Juventud, divino tesoro
Ya te vas para no volver
Cuando quiero llorar, no lloro
y a veces lloro sin querer.
I can you feel the depth and passion of this man.
My friend Jola called me the other day. Seems that she misses me and all of her friends who have moved away. Some would cynically say that she should nor miss her friends especially her male ones since she is happily married and has a small child. Very often single people take our married friends for granted. I have been very guilty of that charge. Speaking to Jola brings me back to earth, because she, "wears her feelings on her sleeves", (she is both honest with her feelings and she shares them openly with me). What is sometimes lost to me is that we are all human and thus capable of a full range of emotions....marriage does not change that fact. Love can take many different forms and levels. I see Jola as a sister..I have a brotherly love for her. She has kept in contact with me after three years. Prior to that time I taught her English for about one year. I was always at ease with her and she with me. In fact, all of my best female friends are married. I think that they have none of the hang ups of single women..their emotional lives are much more settled and predictable. Brenda is a good example of this. She was a widow who became like an Aunt to me at work. She has a small dog as her home companion and she was content to give me advice and to call me, "Artful". She missed her husband dearly and she missed me when I left Trinidad to go study in the US. She would often say that she loved me. Her love for me was motherly. Brenda and Jola couldn't be more different in age, looks, upbringing and culture. However, I love them as my friends and perhaps I will love them like that till the day I die. The same is true for Sweetie, (where ever she is).

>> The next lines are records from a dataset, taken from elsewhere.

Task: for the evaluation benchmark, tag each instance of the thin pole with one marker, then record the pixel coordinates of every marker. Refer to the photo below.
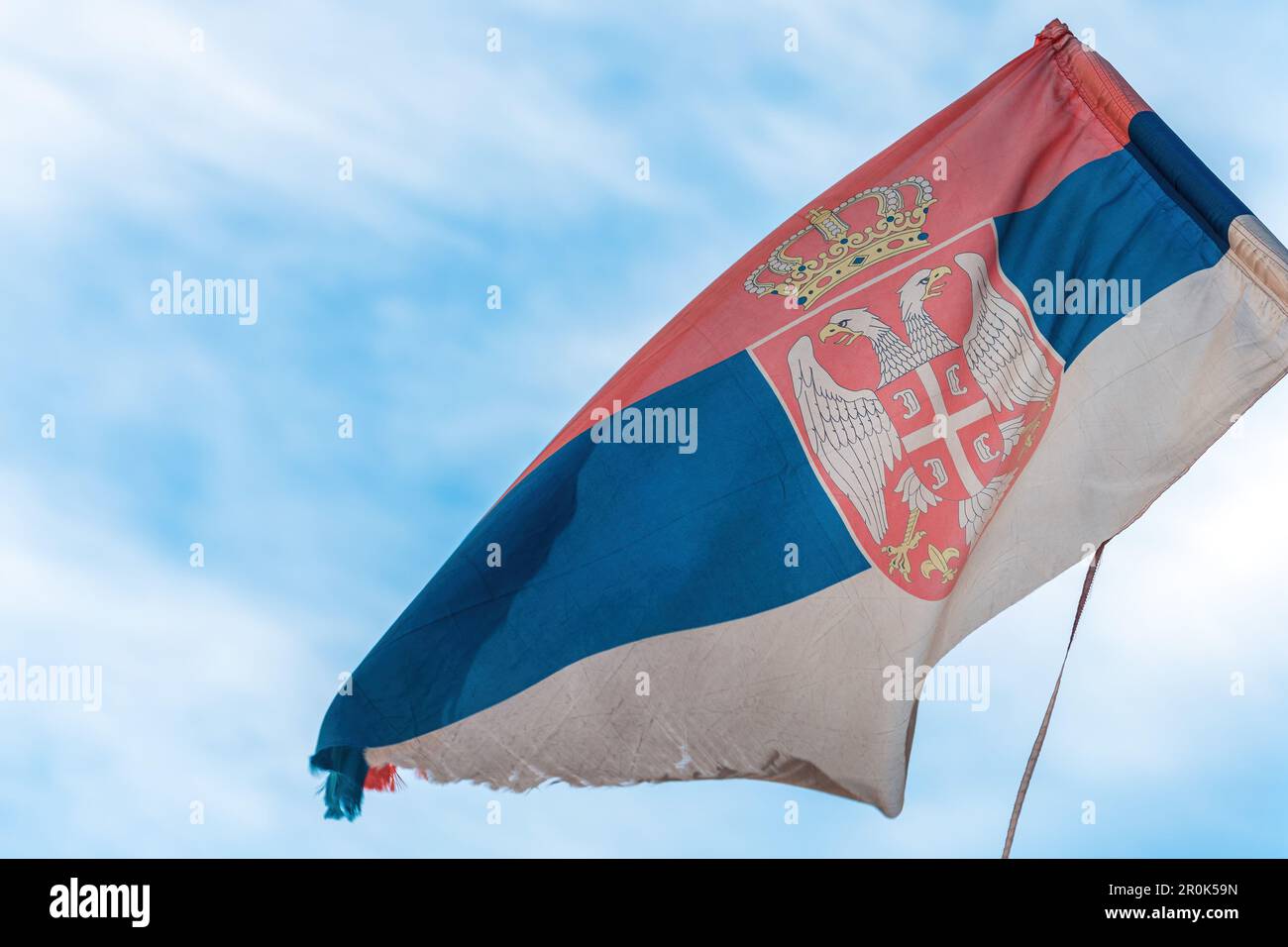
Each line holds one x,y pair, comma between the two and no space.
1046,718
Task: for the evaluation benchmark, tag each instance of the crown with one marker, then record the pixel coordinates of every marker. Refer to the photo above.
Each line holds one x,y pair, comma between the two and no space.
849,244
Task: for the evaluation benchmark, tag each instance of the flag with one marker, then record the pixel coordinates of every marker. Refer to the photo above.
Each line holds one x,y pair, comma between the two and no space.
941,382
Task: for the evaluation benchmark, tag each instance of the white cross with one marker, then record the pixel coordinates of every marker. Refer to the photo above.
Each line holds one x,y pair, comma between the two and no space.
953,423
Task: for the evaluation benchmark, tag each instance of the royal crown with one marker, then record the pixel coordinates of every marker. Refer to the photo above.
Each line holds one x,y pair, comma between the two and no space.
849,243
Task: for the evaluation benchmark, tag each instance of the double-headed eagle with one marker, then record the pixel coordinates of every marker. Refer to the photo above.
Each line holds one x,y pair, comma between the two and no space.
850,431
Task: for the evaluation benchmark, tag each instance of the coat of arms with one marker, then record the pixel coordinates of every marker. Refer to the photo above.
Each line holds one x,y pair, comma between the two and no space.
918,395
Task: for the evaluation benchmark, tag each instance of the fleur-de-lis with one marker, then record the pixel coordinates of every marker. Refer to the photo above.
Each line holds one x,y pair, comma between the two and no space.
938,562
900,554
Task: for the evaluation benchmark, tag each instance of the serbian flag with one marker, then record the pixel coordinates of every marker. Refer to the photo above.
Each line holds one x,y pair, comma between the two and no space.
902,411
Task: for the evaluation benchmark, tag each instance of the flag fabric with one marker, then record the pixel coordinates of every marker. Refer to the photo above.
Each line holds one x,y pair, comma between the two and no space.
938,385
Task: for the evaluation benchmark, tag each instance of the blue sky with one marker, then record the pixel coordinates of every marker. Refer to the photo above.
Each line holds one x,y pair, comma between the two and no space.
518,169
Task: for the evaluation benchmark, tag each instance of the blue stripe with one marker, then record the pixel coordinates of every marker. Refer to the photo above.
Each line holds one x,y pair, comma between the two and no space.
605,544
1150,211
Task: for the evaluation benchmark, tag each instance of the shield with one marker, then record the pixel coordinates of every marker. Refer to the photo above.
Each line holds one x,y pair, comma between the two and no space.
954,445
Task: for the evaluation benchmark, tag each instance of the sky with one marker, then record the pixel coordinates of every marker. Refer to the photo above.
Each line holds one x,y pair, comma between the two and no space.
133,147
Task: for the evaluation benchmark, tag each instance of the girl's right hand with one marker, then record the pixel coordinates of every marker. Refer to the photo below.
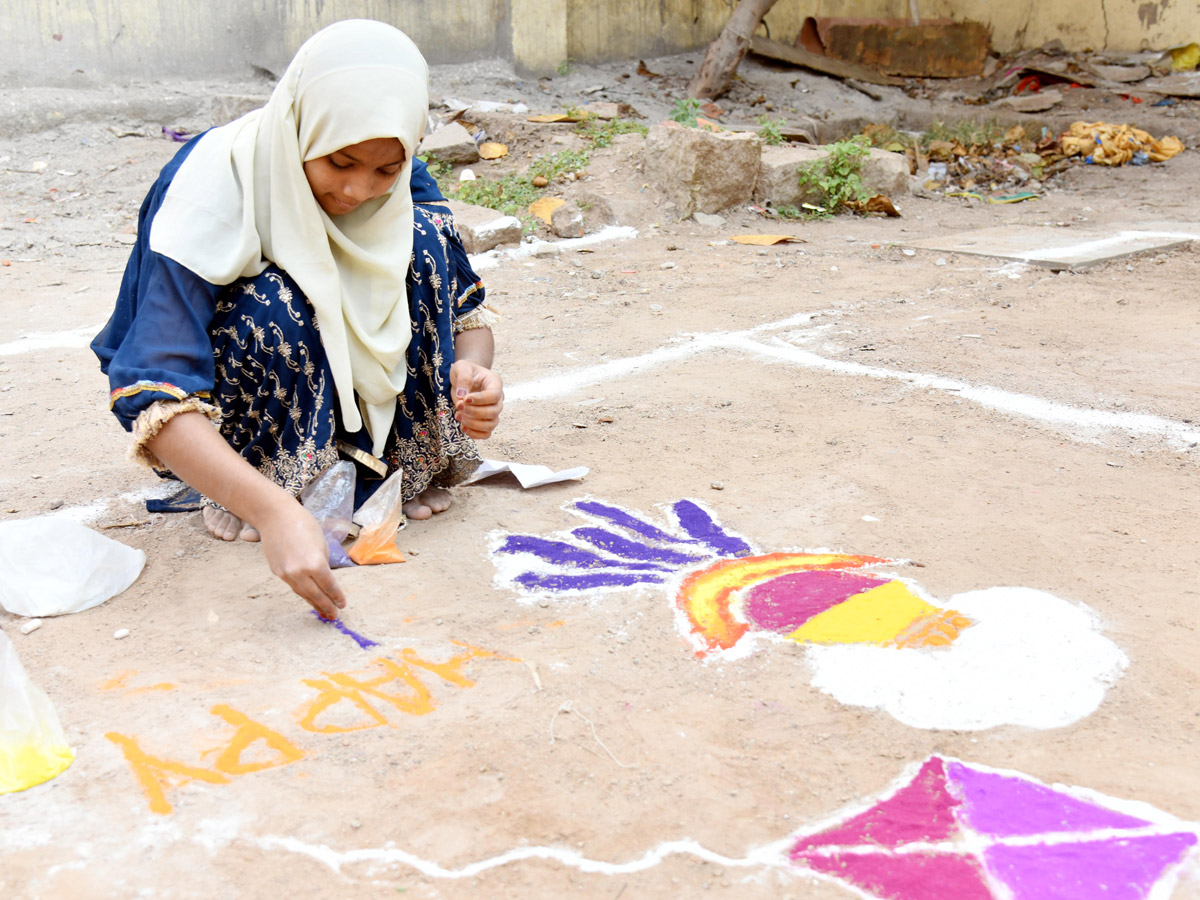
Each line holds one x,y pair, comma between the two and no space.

Many of my male friends equate love with sex...how simple is that! They feel that you have to have sex with a women to love her or she couldn't possibly love you if she did not sleep with you. Some thought I was a fool not to have made a pass at Jola. I think that they are wrong. My feeling is that the strongest form of love is hardly sexual...older couples can tell you that if you listen. Sex is one of the manifestations of love, but love can be manifested in many other different ways. For example, love for me can be the mist in the mountains, a red rose recently wet by spring rain, a smile, a hug, a show of kindness or a new born lamb bleating.